At beginning of February, a potent winter storm made its way through our area bringing bouts of freezing rain, sleet, and snow. It was so bad that I was called off work both Thursday and Friday that week. Luckily, the sun came out Friday and Ashlee and I were able to get out and look for some photographs. I had the idea to visit a little hoodoo garden that’s close by—well, closer than Copper Breaks. Ever since I visited these little geological rock formations, I became intrigued with the idea of capturing an astro-landscape shot with the hoodoos. Unfortunately, there aren’t that many compositions that show the best angles of the hoodoos. This was going to need a different approach.
We made our way down the slick and icy road carefully navigating the curves and twists with caution.
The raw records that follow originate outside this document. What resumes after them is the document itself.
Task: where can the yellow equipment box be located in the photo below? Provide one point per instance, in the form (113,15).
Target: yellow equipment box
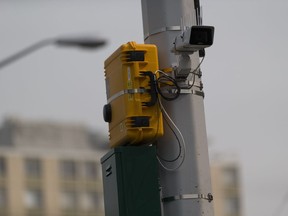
(132,108)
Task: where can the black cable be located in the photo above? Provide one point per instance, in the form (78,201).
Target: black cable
(165,79)
(178,141)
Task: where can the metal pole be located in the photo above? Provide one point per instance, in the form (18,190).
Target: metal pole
(182,152)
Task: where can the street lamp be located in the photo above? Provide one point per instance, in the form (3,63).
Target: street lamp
(81,42)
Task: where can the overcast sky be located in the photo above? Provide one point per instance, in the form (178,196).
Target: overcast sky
(244,74)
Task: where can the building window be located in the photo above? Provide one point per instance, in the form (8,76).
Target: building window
(33,198)
(68,200)
(68,169)
(3,198)
(2,166)
(90,201)
(91,170)
(33,168)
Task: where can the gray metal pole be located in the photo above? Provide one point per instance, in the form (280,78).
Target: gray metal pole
(182,152)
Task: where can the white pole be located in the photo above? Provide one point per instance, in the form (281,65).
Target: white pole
(182,151)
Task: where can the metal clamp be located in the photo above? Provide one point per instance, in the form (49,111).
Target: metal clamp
(163,29)
(186,91)
(208,197)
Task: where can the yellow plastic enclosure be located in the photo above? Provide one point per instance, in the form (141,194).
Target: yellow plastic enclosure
(132,108)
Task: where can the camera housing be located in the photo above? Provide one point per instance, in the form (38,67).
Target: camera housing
(194,38)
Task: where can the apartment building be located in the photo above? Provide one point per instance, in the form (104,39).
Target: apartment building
(49,169)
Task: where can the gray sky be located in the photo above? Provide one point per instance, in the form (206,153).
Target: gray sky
(245,77)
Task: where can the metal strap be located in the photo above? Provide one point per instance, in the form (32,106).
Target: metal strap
(186,91)
(208,197)
(163,29)
(126,91)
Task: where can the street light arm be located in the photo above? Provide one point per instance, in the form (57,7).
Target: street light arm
(22,53)
(81,42)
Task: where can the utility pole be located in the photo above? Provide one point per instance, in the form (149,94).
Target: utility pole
(182,151)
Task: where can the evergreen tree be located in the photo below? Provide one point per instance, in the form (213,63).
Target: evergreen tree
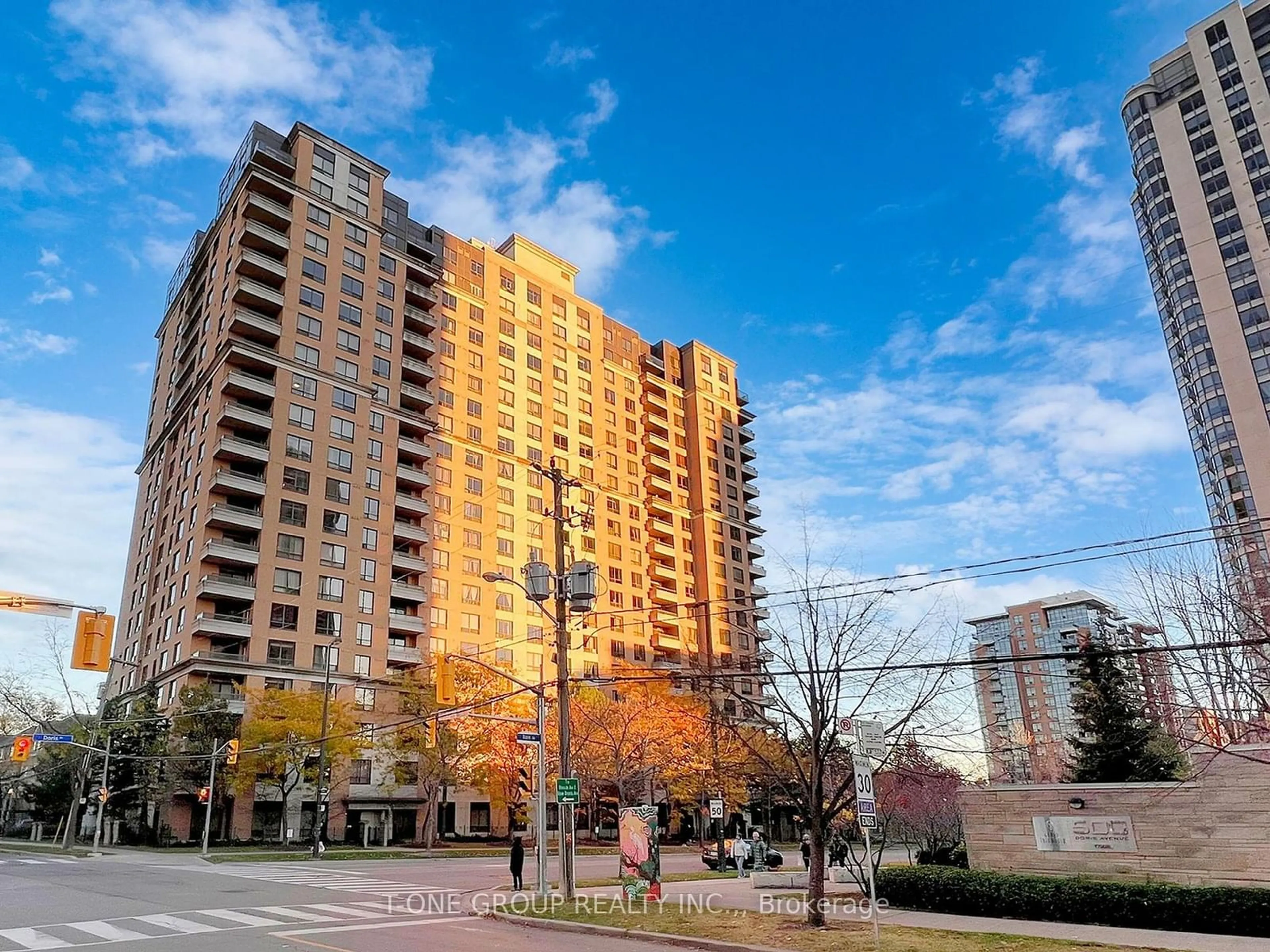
(1118,743)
The constantly blowing winds built up snow drifts around the barbed wire fences. Some were over a foot deep. It took a little bit more time, but eventually we arrived on location. The sky was completely clear and perfectly still. A gentle breeze blew in from the south. The sun was starting to set and our subject was washed with warm golden light. Around the hoodoos snow had accumulated in small swells as it moved along the low rolling terrain. This encased the hoodoos in a wintry blanket and added a fantastical feel to the image. I had found my composition and I quickly grabbed my camera and planted my tripod.
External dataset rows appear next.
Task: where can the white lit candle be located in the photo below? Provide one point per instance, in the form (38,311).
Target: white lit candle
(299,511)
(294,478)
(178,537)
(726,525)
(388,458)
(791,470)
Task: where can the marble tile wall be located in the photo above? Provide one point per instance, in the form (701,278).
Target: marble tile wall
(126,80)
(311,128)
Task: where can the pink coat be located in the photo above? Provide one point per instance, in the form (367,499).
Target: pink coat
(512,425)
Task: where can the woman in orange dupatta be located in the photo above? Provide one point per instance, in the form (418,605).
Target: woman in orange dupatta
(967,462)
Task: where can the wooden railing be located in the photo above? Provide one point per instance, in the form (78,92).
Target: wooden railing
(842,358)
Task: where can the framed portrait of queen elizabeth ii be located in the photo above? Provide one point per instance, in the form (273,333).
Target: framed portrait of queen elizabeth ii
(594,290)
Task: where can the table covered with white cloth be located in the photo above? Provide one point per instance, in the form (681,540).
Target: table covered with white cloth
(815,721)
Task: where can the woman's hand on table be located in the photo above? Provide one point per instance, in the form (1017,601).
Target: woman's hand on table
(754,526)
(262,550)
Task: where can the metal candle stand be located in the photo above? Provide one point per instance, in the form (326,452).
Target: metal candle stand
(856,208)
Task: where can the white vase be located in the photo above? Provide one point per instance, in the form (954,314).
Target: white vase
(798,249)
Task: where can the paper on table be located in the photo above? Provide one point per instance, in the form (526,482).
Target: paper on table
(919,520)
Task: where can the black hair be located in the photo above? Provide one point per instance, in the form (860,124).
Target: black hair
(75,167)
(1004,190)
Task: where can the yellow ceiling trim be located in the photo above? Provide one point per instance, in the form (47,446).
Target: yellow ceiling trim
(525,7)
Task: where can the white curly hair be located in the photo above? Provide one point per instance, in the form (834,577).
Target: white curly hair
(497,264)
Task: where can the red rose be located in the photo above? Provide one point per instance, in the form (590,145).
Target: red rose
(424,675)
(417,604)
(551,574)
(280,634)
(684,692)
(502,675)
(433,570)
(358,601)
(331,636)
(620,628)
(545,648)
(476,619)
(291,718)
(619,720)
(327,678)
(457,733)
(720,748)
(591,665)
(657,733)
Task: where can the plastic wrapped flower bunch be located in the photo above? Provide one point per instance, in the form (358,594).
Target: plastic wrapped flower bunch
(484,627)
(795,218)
The sky transitioned from a pale blue-yellow gradient to a pastel pink and purple hue. Out in the distance, a coyote called signaling the start of evening. The temperatures began to drop rapidly, and we were poised waiting on the stars trying to distract ourselves to keep warm. Blue hour had started, and it was time to start capturing my base images. Since I had such a close and tight composition, I had to focus stack to get both hoodoos in sharp focus. Instead of having sharp stars, I chose not to adjust my focus rendering the pinpoints of distant light into large glimmering discs in my viewfinder. This made the image look even more dreamy. Now we just needed to wait for a few more stars to pop out.
Finally, the stars revealed themselves at the beginning of night. I captured my star exposures and we called it day. In the western horizon the crescent moon sank, and the orange glow from the sun extinguished. We carefully made our way back on the icy road and safely made it back home. The blending of this image took a lot of extra time and patience, but I think we can agree the end result was worth it. I combined a total of 12 images to create this final composite. The first two were the focus-stacked hoodoos at blue hour, then another single blue hour exposure just before the stars fully came out. Lastly, I took nine frames of the stars and stacked them to reduce the noise and blended all these together for the final image.